The Blue Jays are still on the hook for Romero's $7.5 million salary in 2015 plus a $600,000 buyout for his $13.1 million option in 2015. Romero becomes a free agent, but still faces a long road to recovery as he rehabs from a pair of knee surgeries.
"His recovery, his rehab is just going very slow at this point," Anthopoulos told reporters Saturday afternoon. "We made the determination, we just didn't think that by the end of the year he was going to be able to factor for us up here. Knowing this was the last year of his contract, we felt it was best to just give him the opportunity to give him a head start somewhere else."

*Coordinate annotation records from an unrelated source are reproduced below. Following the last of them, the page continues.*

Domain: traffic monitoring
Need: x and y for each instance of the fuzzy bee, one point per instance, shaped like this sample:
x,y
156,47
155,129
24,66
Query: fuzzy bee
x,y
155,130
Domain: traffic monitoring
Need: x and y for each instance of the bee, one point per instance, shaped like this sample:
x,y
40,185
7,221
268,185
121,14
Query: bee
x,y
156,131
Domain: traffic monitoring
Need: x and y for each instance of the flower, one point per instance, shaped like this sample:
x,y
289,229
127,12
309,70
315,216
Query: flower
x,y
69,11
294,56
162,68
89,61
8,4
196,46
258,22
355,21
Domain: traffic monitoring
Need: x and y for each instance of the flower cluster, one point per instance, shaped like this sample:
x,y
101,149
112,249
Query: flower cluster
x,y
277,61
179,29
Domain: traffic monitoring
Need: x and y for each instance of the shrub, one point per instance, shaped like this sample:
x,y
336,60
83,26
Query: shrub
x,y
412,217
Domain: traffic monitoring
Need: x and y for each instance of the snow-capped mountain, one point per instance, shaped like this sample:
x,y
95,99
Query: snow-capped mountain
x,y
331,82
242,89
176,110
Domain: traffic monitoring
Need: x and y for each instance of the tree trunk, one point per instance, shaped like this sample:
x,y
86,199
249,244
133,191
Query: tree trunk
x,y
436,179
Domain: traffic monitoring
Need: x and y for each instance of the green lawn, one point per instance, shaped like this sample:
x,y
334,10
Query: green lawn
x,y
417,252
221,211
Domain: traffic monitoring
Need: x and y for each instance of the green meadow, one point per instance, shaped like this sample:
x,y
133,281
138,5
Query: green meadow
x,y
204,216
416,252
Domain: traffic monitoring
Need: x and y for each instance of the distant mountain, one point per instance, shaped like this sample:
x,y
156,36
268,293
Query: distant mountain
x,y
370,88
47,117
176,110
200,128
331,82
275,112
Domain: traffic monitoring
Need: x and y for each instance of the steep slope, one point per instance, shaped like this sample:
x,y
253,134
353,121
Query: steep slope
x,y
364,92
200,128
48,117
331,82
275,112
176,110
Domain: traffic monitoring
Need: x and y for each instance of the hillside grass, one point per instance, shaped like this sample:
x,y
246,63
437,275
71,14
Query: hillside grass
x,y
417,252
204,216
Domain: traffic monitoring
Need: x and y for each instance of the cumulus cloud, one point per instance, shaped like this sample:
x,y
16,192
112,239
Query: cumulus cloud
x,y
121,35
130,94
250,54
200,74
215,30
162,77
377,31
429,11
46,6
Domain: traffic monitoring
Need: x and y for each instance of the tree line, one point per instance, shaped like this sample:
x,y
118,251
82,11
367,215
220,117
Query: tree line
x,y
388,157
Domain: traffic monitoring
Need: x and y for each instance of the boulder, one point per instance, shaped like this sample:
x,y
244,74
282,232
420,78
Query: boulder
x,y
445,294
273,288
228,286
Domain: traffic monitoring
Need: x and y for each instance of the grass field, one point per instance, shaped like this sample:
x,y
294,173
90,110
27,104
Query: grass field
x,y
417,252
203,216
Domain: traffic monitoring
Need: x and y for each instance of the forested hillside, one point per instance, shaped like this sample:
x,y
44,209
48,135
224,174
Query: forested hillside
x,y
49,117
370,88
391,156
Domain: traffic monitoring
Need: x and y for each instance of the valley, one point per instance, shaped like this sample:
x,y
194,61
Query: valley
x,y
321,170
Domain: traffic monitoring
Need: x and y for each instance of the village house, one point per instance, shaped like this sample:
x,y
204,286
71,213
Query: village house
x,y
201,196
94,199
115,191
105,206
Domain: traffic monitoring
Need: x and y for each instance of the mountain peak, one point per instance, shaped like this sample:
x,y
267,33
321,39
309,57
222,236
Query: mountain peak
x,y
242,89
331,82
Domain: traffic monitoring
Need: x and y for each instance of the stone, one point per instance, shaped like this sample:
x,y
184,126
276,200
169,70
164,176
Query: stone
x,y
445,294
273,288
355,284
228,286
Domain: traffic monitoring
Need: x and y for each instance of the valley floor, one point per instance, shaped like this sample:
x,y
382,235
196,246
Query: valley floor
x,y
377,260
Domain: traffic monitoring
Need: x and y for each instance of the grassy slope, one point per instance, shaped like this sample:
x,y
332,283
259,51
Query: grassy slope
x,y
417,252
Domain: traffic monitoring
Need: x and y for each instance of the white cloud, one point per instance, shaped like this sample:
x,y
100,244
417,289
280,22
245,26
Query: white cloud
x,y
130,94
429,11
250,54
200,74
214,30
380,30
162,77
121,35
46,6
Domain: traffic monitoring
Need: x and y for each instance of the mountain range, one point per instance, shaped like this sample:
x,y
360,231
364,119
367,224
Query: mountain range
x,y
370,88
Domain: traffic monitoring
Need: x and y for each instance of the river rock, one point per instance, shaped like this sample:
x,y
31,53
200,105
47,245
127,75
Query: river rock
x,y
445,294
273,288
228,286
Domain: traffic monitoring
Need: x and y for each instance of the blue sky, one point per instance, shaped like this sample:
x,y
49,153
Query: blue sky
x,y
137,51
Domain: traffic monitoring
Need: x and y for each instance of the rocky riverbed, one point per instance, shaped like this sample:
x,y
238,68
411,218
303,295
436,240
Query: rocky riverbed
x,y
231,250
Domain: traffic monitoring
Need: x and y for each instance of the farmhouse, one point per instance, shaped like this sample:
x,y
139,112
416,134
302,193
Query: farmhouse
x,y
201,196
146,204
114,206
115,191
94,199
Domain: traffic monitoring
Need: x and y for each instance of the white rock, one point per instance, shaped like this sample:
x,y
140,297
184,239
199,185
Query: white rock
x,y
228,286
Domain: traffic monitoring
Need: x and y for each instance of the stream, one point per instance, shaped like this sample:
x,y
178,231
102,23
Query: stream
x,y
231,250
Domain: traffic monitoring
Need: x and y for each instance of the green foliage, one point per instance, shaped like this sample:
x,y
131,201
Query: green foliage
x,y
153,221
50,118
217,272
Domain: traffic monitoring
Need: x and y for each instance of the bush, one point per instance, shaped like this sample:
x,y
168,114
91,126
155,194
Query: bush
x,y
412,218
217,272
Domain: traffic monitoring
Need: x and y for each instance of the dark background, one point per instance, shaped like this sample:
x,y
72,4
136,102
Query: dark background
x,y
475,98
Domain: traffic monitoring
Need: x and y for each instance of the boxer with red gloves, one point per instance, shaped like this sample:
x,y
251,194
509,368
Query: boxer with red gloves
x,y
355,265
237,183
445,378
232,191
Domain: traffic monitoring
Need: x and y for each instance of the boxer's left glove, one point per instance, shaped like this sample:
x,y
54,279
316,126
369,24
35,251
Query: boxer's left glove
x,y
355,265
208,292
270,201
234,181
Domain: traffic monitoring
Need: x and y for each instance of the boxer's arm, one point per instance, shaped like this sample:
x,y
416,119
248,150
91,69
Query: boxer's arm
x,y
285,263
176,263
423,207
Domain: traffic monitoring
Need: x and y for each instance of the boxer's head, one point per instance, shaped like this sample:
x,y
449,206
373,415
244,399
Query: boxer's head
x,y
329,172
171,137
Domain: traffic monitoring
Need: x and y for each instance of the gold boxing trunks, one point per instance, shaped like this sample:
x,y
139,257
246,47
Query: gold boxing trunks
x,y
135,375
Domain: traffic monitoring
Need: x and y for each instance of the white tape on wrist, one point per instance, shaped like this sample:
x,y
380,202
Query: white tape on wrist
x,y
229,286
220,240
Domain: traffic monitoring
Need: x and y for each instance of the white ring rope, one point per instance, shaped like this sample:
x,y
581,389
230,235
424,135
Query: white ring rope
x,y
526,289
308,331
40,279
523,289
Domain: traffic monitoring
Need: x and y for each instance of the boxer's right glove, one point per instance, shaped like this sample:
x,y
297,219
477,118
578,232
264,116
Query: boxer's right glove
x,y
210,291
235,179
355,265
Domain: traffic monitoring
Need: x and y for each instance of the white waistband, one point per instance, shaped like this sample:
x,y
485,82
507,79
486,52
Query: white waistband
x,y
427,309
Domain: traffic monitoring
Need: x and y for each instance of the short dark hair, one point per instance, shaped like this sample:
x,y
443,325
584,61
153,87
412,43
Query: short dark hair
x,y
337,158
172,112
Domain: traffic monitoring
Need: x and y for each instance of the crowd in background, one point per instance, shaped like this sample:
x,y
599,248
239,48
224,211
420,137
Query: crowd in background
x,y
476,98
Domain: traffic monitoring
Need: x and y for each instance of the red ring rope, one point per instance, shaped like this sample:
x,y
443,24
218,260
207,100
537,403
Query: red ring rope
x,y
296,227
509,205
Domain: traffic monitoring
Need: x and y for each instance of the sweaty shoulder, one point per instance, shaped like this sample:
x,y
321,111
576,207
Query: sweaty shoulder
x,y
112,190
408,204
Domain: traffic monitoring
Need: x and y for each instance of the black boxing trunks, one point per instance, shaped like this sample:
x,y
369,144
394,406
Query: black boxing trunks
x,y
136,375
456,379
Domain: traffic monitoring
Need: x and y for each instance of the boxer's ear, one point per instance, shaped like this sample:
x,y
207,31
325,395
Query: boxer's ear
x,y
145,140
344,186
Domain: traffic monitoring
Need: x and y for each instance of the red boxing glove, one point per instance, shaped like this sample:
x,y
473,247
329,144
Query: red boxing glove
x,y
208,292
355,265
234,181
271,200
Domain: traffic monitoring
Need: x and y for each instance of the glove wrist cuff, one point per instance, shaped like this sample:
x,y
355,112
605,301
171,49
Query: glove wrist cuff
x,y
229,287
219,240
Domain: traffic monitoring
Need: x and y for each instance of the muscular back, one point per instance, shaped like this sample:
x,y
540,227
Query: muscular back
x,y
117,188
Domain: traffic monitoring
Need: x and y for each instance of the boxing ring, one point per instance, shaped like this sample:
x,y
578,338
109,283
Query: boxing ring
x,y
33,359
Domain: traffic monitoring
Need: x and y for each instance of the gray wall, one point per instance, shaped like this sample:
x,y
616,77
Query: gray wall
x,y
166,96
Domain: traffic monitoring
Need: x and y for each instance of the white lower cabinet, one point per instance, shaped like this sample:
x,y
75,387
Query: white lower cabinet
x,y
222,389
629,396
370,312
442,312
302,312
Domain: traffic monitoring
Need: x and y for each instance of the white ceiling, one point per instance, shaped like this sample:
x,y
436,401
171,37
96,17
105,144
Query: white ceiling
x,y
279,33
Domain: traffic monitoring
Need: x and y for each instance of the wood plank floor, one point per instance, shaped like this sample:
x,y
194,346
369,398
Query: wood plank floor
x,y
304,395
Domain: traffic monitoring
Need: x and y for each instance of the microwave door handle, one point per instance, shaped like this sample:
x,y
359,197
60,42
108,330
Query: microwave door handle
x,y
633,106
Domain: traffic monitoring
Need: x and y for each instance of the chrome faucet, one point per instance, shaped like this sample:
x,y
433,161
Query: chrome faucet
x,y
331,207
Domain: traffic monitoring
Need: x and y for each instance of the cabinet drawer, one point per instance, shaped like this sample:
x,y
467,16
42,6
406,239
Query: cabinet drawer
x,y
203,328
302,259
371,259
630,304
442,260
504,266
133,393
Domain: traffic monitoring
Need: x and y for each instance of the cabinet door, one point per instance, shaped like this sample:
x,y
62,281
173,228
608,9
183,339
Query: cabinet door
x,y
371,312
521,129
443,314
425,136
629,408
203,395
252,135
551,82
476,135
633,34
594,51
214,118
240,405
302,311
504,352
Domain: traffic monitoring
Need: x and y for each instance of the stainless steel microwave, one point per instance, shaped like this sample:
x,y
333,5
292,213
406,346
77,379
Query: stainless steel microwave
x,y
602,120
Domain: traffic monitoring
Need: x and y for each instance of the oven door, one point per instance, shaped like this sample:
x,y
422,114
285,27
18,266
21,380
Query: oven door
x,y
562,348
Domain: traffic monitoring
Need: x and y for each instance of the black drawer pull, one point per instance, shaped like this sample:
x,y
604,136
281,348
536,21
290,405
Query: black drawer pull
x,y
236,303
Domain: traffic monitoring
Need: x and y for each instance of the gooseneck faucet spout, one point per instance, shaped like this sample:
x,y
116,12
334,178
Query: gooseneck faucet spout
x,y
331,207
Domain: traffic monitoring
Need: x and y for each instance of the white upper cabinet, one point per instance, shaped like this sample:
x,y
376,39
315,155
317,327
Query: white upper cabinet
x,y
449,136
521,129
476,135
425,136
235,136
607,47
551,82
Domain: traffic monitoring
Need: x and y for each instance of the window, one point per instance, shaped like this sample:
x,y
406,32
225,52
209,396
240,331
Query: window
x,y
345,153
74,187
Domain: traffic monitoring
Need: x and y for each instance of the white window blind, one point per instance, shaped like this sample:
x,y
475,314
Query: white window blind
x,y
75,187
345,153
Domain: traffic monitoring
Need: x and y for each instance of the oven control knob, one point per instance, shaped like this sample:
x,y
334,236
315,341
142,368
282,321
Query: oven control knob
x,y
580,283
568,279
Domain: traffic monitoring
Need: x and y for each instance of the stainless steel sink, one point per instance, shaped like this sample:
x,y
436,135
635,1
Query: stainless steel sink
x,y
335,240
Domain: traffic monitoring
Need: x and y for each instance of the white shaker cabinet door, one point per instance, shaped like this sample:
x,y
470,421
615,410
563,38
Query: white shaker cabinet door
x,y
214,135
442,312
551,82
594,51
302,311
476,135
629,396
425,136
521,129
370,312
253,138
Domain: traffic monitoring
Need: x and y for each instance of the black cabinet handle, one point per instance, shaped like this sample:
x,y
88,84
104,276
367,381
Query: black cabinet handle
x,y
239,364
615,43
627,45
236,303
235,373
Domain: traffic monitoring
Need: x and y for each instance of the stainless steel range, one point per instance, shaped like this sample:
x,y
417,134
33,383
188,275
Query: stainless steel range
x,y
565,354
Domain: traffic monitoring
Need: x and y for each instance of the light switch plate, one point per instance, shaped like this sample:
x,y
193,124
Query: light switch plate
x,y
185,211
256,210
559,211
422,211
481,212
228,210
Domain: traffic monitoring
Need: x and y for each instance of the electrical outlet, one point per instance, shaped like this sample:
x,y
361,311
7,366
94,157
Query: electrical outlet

Romero's release would have been unfathomable a few years ago, when he was considered a cornerstone of the franchise. He broke into the league in 2009, showed considerable progress in three consecutive seasons and along the way earned a five-year contract extension worth $30.05 million.
The first year of that deal worked out extremely well as Romero went 15-11 with a 2.92 ERA during an All-Star season. More of the same was expected in future years but instead that proved to be the high point. Romero was never able to duplicate the performance.
Romero went 9-14 with a 5.77 ERA in 2012 and the following year he didn't make the team out of Spring Training. He has battled a degenerative condition in his knees and his own issues on the mound, which have led to a loss of control.
The 30-year-old Romero had been working out in Dunedin and threw a bullpen session Saturday morning. The Blue Jays didn't view him as a viable candidate to return this year, however, which prompted the club to provide an opportunity for a fresh start elsewhere.
"Once we made the determination that we didn't think he wasn't going to be able to come back and help us for the current year, it was the right thing to do by him," Anthopoulos said. "To have him continue to come in, in Florida, have him get treatment on his knees, build up arm strength, to do all that when we've, internally, made the determination that we don't see it's going to come in time.
"He's worked tremendously hard. We have nothing but the highest praise for the way he's gone about it."
Romero's time in Toronto is over but the questions about what happened to his career will continue to linger for quite some time. Even three years later, it's something Anthopoulos and the Blue Jays organization can't really explain.
"Obviously, look, no one wanted to see what happened to him and it's still, to this day, I think I mentioned this to him as well, I don't think anybody has an explanation," Anthopoulos said.